Lucas distolse lo sguardo. "Niente. Solo... resta, Amelia. Almeno finché non ti sarai orientata. L'ala est è praticamente vuota. Faresti un favore a Eva, si lamenta sempre che non ci sono altre donne qui oltre alla signora Parker."
Amelia esitò. Il pensiero di affrontare il mondo, trovare un lavoro, un appartamento, ricominciare da capo a quarantacinque anni era opprimente.
"Una settimana", disse infine. "Resterò una settimana. Poi devo iniziare a capire la mia vita."
Un'espressione di sollievo illuminò il volto di Lucas. "Una settimana. Anche se Eva cercherà di convincerti del contrario."
"Sua figlia è molto persuasiva."
"Non ne hai idea." Il suo sorriso si fece malinconico. "Lo ha preso da sua madre."
"Eva ha detto che è morta. Mi dispiace, Lucas."
Il dolore gli balenò negli occhi. "Dieci anni fa. Cancro al seno. Avevamo i migliori dottori, ma..." Scrollò le spalle, un gesto che esprimeva un dolore profondo. "Se n'è andata nel giro di sei mesi."
"Deve essere stato orribile per entrambi."
"Sì, lo è stato. Ho fatto del mio meglio con Eva, ma tra la gestione dell'azienda e la crescita di una figlia in lutto... ho commesso molti errori."
"Ti adora", disse Amelia dolcemente. "Questo è ovvio."
"È una brava ragazza. Più di quanto meriti." Si schiarì la gola. "Allora, una settimana. Dopo colazione, la signora Parker ti farà fare un giro. Sentiti a casa."
"Grazie, Lucas. Per tutto."
I suoi occhi incontrarono i suoi. "Non sei più sola, Amelia."
Il modo in cui lo disse, con tanta tranquilla sicurezza, le fece stringere la gola.
"Dovrei rivestirmi", disse, a disagio per l'emozione che le cresceva nel petto. "Non posso andare in giro in accappatoio tutto il giorno."
"La signora Parker ha ordinato dei vestiti per te. Niente di speciale, solo capi essenziali. Dovrebbero essere già in camera tua."
"Lucas, non devi..."
"Per favore. Lasciami fare questa cosa."
Lei annuì. "Va bene. Grazie."
Mentre si voltava per andarsene, Lucas la chiamò. "Amelia?"
Fece una pausa e si guardò indietro.
"Per quel che vale, penso che Richard fosse uno stupido. Uno stupido maledetto."
Le parole la avvolsero come una calda coperta, lenendo alcuni dei lati più acuti del suo dolore. Annuì e uscì dalla cucina.

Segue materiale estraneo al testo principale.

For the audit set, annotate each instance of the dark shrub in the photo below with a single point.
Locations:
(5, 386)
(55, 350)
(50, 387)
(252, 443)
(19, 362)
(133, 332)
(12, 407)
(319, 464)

Mentre tornava su lungo i corridoi, Amelia sentì qualcosa agitarsi nel petto, qualcosa che non provava da quando Richard era entrato nel ristorante con Charlotte.
Non era felicità. Non era nemmeno speranza. Era più piccolo, più fragile.
Era una possibilità.
La possibilità che la fine della sua vecchia vita potesse essere l'inizio di qualcosa di nuovo. Qualcosa che appartenesse solo a lei.
Mentre raggiungeva la sua stanza, Amelia vide il suo riflesso in uno specchio dorato. La donna che la fissava era ancora distrutta, ancora persa, ancora in lutto.
Ma per la prima volta non sembrava sconfitta.
Una settimana, aveva promesso. Una settimana per riprendere fiato prima di affrontare di nuovo il mondo.
Quello che non disse, quello che a malapena ammise persino a se stessa, era che una parte di lei temeva già di lasciare la sicurezza di quella villa. Lasciare Lucas ed Eva, che le avevano dimostrato più gentilezza in un giorno di quanta la sua famiglia le avesse mostrato in anni.
Una settimana. E poi avrebbe ricominciato a ricostruire la sua vita dalle ceneri.